Trying to write some code that deals with this task:
As an starting point, I have around 20 "profiles" (imagine a landscape profile), i.e. one-dimensional arrays of around 1000 real values.
Each profile has a real-valued desired outcome, the "effective height".
The effective height is some sort of average but height, width and position of peaks play a particular role.
My aim is to generalize from the input data so as to calculate the effective height for further profiles.
Is there a machine learning algorithm or principle that could help?

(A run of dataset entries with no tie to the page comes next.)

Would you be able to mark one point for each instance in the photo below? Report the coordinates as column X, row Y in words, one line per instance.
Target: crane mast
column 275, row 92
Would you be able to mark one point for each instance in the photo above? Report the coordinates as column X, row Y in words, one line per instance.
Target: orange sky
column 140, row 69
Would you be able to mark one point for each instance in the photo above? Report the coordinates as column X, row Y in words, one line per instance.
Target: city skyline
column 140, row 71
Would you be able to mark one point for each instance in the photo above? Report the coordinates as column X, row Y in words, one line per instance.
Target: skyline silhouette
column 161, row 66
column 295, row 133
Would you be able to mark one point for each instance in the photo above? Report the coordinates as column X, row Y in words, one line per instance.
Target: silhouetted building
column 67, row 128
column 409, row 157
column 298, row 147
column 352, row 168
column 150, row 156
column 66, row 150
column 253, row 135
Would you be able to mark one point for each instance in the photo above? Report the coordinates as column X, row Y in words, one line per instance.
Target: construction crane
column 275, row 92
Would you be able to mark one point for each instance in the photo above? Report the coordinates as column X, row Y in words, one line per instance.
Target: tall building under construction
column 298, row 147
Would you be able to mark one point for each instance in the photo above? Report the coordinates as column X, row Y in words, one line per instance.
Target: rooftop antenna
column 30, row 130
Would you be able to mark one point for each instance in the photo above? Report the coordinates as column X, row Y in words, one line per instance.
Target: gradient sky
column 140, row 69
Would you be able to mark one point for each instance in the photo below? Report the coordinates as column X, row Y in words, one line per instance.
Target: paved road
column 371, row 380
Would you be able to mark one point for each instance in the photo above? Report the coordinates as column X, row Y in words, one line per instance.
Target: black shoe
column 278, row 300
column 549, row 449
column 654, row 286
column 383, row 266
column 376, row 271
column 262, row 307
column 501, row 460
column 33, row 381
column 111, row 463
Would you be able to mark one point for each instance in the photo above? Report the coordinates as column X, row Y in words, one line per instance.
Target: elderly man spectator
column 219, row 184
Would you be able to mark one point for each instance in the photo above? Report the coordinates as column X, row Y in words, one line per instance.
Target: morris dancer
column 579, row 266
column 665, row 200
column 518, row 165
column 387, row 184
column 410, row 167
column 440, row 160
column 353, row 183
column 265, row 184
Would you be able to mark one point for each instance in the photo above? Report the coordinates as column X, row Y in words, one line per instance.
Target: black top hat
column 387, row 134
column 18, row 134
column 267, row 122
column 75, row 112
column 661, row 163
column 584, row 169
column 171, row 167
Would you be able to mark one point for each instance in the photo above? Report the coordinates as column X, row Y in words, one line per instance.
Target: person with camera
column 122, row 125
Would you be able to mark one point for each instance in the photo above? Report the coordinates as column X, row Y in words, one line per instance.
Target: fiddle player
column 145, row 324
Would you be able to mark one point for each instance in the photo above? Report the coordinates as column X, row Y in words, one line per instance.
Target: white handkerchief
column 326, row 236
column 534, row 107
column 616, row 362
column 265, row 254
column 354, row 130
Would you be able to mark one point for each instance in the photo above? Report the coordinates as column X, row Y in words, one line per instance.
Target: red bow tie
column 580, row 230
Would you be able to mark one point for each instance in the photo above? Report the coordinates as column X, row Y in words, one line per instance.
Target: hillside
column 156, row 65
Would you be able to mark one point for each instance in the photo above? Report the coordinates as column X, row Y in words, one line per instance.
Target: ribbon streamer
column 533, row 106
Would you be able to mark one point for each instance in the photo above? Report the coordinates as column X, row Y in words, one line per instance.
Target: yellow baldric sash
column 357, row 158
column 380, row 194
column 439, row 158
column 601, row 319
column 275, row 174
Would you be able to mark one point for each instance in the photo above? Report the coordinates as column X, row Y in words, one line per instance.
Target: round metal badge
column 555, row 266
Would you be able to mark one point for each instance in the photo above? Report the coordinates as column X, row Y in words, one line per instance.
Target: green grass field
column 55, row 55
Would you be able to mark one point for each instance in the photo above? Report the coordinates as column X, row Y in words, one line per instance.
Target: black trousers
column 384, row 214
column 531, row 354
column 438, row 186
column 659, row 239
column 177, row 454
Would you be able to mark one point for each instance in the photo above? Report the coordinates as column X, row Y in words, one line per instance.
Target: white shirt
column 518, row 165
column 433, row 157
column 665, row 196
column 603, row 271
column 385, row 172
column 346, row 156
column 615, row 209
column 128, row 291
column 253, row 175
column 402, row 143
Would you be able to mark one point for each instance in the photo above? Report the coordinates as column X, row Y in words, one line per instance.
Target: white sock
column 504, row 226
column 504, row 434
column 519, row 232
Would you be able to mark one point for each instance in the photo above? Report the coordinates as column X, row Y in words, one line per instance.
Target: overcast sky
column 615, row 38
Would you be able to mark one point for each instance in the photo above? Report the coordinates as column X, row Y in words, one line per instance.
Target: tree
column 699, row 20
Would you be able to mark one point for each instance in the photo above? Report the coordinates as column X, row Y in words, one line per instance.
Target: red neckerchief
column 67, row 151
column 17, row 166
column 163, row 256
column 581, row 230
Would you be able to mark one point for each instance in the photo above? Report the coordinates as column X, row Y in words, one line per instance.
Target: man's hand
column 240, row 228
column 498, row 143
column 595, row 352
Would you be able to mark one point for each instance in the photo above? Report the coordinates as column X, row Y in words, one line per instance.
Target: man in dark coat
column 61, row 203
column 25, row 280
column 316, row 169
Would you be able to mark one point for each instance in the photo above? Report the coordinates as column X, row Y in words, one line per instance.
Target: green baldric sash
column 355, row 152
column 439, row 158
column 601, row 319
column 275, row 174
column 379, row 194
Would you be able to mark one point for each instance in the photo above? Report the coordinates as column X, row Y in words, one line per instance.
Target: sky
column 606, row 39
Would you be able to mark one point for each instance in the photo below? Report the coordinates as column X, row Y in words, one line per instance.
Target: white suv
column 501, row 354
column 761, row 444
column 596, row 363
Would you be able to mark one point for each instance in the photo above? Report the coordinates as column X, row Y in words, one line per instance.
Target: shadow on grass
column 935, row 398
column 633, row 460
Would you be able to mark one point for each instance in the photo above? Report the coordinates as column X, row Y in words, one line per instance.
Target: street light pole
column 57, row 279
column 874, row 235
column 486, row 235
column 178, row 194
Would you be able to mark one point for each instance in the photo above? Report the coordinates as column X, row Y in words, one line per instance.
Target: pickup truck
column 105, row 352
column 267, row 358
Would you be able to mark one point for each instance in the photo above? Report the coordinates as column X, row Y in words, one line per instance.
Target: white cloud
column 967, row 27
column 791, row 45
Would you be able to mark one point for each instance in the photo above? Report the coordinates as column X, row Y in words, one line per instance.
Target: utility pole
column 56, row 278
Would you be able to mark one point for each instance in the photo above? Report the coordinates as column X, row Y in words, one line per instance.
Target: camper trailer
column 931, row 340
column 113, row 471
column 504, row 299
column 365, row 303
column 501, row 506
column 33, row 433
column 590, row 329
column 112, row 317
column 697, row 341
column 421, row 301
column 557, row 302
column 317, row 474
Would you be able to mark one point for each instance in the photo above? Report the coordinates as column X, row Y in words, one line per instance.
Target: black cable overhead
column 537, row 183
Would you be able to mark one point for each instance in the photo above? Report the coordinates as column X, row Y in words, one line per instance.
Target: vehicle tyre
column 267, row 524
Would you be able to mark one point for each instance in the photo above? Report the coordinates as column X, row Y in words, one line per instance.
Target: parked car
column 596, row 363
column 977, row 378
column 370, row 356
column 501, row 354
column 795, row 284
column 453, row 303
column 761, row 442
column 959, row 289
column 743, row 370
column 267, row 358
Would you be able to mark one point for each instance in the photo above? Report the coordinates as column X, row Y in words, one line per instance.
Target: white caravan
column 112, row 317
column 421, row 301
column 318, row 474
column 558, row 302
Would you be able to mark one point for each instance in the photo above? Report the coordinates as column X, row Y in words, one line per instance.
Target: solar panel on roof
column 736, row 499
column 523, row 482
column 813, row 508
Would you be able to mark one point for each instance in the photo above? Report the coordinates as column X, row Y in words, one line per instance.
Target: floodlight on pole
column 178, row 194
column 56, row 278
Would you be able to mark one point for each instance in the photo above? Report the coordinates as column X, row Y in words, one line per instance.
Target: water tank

Principle 1: Extract the most import features, instead of feeding it everything
As you said, "The effective height is some sort of average but height, width and position of peaks play a particular role." So that you have a strong priori assumption that these measures are the most important for learning. If I were you, I would calculate these measures at first, and use them as the input for learning, instead of the raw data.
Principle 2: While choosing a learning algorithm, the first thing to care about would be the the linear separability
Suppose the height is a function of those measures, then you have to think about that to what extent the function is linear. For example if the function is almost linear, then a very simple Perceptron would be perfect. Otherwise if it's far from linear, you might want to pick up a multiple-layer neural network. If it's far far far from linear....please turn to principle 1, and check out if you are extracting the right features.
Principle 3: More data help
As you said, you have around 20 "profiles" for training. In general speaking, that's not enough. Almost all of the machine learning algorithms were designed for somehow big data. Even they claimed that their algorithm is good at learning small sample, but usually not as small as 20. Get more data!
Maybe multivariate linear regression suffices?
I would probably use a combination of what you said about which features play the most important role, and then train a regression on that. Basically, you need at least one coefficient corresponding to each feature, and you need substantially more data points than coefficients. So, I would pick something like the heights and width of the two biggest peaks. You've now reduced every profile to just 4 numbers. Now do this trick: divide the data into 5 groups of 4. Pick the first 4 groups. Reduce all those profiles to 4 numbers, and then use the desired outcomes to come up with a regression. Once you have trained the regression, try your technique on the last 4 points and see how well it works. Repeat this procedure 5 times, each time leaving out a different set of data. This is called cross-validation, and it's very handy.
Obviously getting more data would help.